The main limitation of this feature is that right now it is limited to only one context pointer and is sometimes not smart enough to recognize transitivity:

class C
{
    struct S { int[] secret_array; }
    S s;
    // won't compile
    // need context pointer for both C and S and compiler
    // isn't smart enough yet to see latter can be retrieve
    // from the former
    mixin ConsumeAsRORange!(s.secret_array);
}

Design Principles

With the above-mentioned features in mind I suggest following design principles when doing composition-driven OOP with D programming language:

  • provide reusable functionality as a small building blocks
  • define all expectations for the mixin context via template parameters
  • static assert a lot (including typeof(this) verification)
  • compose actual classes from those building blocks as necessary
  • reserve inheritance to useful abstractions

Primary Candidate : Exceptions

Exceptions have their own hierarchy which, once defined, is almost impossible to change without major code breakage (on the catching side).

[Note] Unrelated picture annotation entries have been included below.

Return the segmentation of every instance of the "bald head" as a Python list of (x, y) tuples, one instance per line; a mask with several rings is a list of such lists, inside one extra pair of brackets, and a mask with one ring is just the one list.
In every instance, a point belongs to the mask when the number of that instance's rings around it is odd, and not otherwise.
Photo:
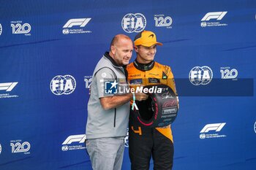
[(111, 51), (112, 46), (116, 46), (116, 47), (120, 46), (120, 44), (122, 43), (123, 40), (131, 41), (132, 43), (132, 39), (128, 36), (126, 36), (124, 34), (117, 34), (112, 39), (110, 47), (110, 51)]
[(132, 39), (126, 35), (115, 36), (110, 44), (109, 55), (119, 66), (129, 63), (132, 58), (133, 44)]

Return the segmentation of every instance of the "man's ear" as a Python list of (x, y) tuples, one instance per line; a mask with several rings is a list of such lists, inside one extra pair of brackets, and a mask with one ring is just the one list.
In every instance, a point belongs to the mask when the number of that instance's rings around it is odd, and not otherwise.
[(111, 52), (112, 52), (112, 53), (113, 54), (113, 55), (115, 55), (116, 54), (116, 48), (115, 48), (115, 47), (113, 46), (113, 45), (111, 45)]
[(138, 46), (134, 46), (134, 50), (135, 50), (136, 53), (138, 53), (139, 47)]

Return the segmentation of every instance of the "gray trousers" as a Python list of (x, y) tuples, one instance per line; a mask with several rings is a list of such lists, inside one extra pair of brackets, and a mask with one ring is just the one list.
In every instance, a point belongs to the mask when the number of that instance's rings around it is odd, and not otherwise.
[(87, 139), (86, 144), (94, 170), (121, 170), (124, 137)]

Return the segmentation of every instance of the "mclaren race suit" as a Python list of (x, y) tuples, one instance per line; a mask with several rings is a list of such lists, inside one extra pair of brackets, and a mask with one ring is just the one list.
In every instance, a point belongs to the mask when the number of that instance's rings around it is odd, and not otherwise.
[[(176, 93), (173, 75), (169, 66), (155, 61), (144, 65), (135, 61), (127, 66), (127, 69), (130, 88), (165, 84)], [(146, 117), (148, 117), (146, 113), (142, 114)], [(162, 128), (143, 126), (131, 110), (129, 123), (129, 155), (132, 169), (148, 169), (151, 156), (154, 170), (171, 169), (173, 140), (170, 125)]]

That makes reusing code by inheritance simply impossible. For example, we often need exceptions that build messages in a persistent mutable buffer (to avoid GC allocations each time) and this is quite a bunch of fields and methods to copy:

class MyException : IOException
{
    mixin ReusableExceptionImpl!();
}

Yet mixins make it trivial without compromising the existing exception hierarchy.

"override"

With inheritance partial tweaking of provided utilities is achieved by overriding methods. With mixin based approach there are two main options:

shadowing

mixin template Inject()
{
    void foo() { writeln("foo injected"); }
    void bar() { writeln("bar injected"); }
}

struct S
{
    mixin Inject!();
    void bar() { writeln("bar overriden"); }
}

void main()
{
    S s; s.foo(); s.bar();
}

Using a named mixin allows to still refer to original version, same as with using super when overriding.

reimplementing

If the provided building blocks are small enough, the simplest approach is to not mixin at all and provide your own implementation of method with same signature:

struct S1
{
    mixin FooImpl!(); // provides `this.foo`
    mixin BarImpl!(foo);
}

struct S2
{
    void my_foo() {}
    mixin BarImpl!(my_foo);
}

This is better suited for cases when the mixed in functionality is mostly unrelated.

Abrupt Ending

And this where is suddenly ends because I didn't have enough time to prepare more content for the talk :) Hope it gives at least some basic insight into the topic.